Vous parlez beaucoup de l’une des plateformes, connue dans la région, Yango. Une compagnie qui est très peu chère !   

Oui ! C’est l’équivalent du Google Maps américain en version russe qui existe dans ces deux pays, le Sénégal et la Côte d’Ivoire. Sa stratégie, comme les autres compagnies d’ailleurs, c’est d’arriver avec des tarifs de courses très bas. Une façon d’attirer les clients et les chauffeurs aussi en leur proposant des bonus. 

Des bonus qui disparaissent ! Cette compagnie connaît en ce moment des protestations en interne… Venues de ces propres chauffeurs.

Parfaitement ! J’ai d’ailleurs été témoin ce printemps, dans ces pays de grèves et de protestations sur les routes en raison des bonus pour ces chauffeurs que Yango réduit petit à petit.   

Quand vous parlez de besoin de réguler ces plateformes, ça veut dire quoi ?

Par exemple une exigence de justice économique… Qu’à son arrivée, une plateforme verse au pays des droits comme toute autre entreprise étrangère qui s’installerait sur le territoire. Il faut des règles. Notamment dans l’encadrement des chauffeurs et leurs droits. 

Droit à la Sécurité sociale ?

Cette Sécurité sociale en Afrique n’est pas la même que celle instaurée en France ou ailleurs en Europe. Une forme d’encadrement qui existe et qui fonctionne est la cotisation partagée. De l’argent mis en commun au sein d’une entreprise de transport de chauffeurs qui sert en cas de problèmes de santé pour les employés qui cotisent.

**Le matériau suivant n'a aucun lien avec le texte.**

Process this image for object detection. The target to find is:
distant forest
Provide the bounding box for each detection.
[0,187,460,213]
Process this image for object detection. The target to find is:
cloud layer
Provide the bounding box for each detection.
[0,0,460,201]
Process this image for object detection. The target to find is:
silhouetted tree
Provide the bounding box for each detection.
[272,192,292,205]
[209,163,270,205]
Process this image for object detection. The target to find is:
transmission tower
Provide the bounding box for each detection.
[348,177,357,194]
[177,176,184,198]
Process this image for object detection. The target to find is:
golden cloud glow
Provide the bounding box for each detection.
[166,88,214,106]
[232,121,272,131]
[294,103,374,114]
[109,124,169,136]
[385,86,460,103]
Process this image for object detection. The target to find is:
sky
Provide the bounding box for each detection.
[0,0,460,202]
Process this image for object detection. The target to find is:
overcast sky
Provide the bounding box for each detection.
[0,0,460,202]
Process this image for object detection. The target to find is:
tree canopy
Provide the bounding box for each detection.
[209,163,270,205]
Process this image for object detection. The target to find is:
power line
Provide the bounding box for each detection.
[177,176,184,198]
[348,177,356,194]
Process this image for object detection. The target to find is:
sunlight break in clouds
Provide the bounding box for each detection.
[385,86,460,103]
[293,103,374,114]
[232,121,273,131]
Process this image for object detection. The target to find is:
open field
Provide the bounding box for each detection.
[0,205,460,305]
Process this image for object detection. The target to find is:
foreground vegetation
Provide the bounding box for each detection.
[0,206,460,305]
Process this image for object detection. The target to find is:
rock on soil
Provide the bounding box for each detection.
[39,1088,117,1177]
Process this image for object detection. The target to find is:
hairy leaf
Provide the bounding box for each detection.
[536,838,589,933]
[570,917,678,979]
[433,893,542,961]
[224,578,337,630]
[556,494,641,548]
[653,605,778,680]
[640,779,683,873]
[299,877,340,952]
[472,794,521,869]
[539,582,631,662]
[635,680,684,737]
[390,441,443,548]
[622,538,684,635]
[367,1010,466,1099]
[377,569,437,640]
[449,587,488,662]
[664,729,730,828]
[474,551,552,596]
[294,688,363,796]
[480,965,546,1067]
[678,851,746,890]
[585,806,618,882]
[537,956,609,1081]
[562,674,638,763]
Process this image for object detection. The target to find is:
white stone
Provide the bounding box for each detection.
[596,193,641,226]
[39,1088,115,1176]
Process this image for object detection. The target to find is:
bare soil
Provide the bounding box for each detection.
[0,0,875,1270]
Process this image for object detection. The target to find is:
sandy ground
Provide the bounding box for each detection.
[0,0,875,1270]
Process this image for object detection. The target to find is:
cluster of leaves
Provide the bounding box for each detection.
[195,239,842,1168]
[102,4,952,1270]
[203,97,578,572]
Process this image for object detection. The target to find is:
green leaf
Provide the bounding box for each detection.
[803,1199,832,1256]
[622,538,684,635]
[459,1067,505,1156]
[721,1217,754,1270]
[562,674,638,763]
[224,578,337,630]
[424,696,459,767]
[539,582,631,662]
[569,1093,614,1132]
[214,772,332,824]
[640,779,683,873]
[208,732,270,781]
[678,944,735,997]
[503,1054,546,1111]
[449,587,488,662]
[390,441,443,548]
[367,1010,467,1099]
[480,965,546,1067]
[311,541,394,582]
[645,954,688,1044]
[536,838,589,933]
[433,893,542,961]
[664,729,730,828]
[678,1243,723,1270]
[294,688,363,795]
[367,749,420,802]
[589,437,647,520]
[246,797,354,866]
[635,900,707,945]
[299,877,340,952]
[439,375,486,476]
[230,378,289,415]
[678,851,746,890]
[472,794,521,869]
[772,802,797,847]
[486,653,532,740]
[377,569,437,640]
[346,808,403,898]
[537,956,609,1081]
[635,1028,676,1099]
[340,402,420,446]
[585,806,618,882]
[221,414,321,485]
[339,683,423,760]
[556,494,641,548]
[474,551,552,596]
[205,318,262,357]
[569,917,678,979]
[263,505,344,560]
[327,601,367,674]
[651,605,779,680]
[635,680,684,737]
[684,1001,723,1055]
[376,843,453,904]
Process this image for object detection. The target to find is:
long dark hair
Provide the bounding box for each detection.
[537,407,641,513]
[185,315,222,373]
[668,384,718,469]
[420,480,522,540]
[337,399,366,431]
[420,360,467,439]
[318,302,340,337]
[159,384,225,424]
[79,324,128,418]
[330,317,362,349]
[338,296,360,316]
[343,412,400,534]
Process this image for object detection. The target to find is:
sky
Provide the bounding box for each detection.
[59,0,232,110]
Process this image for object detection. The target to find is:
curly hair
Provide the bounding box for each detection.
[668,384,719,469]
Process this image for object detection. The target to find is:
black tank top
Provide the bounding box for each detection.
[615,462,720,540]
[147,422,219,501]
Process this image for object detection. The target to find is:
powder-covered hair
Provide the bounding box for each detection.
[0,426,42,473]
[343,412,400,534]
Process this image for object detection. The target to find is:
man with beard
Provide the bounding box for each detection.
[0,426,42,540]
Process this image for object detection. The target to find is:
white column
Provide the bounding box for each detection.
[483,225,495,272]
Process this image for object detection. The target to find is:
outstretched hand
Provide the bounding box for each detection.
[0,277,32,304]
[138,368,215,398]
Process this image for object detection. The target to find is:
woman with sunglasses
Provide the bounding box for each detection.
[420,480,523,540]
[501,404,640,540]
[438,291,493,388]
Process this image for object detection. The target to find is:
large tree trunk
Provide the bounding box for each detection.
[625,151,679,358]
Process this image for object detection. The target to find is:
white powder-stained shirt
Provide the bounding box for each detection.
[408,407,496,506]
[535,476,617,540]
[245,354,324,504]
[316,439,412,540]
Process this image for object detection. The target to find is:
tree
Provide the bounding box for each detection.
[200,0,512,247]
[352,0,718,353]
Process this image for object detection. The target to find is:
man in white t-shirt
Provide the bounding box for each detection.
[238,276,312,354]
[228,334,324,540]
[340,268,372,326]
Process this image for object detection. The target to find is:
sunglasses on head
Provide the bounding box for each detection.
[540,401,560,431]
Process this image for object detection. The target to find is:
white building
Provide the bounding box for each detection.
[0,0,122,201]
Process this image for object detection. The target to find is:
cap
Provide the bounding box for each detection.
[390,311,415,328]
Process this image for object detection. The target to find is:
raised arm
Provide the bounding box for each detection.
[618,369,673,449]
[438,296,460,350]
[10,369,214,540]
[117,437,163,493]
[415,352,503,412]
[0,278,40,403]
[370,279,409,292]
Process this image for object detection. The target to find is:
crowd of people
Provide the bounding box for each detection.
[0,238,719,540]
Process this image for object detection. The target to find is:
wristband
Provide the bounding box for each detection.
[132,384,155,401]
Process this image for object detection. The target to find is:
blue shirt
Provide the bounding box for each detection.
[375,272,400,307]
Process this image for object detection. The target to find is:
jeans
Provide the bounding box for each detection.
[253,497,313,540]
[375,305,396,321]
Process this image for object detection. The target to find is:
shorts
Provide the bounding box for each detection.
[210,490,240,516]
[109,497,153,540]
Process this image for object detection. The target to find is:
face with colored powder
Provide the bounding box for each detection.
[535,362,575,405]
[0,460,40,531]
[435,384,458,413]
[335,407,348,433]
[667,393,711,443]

Vous étudiez également les différences de nature du personnel conducteur des voitures. 

Oui ! En Europe, beaucoup de jeunes immigrés (parfois sans papiers) travaillent en tant que chauffeurs de voitures précommandés. C’est leur seul métier et source de revenus. En Afrique, c’est autre chose. Des étudiants boursiers, qui gagnent donc leur vie, sont en même temps conducteurs de véhicules. Ils abandonnent la pratique lorsqu’ils ont un poste fixe dans leur carrière. Les pratiques et les besoins sont différents selon les cultures et les continents. Ce sont ces différences de contextes que j’étudie.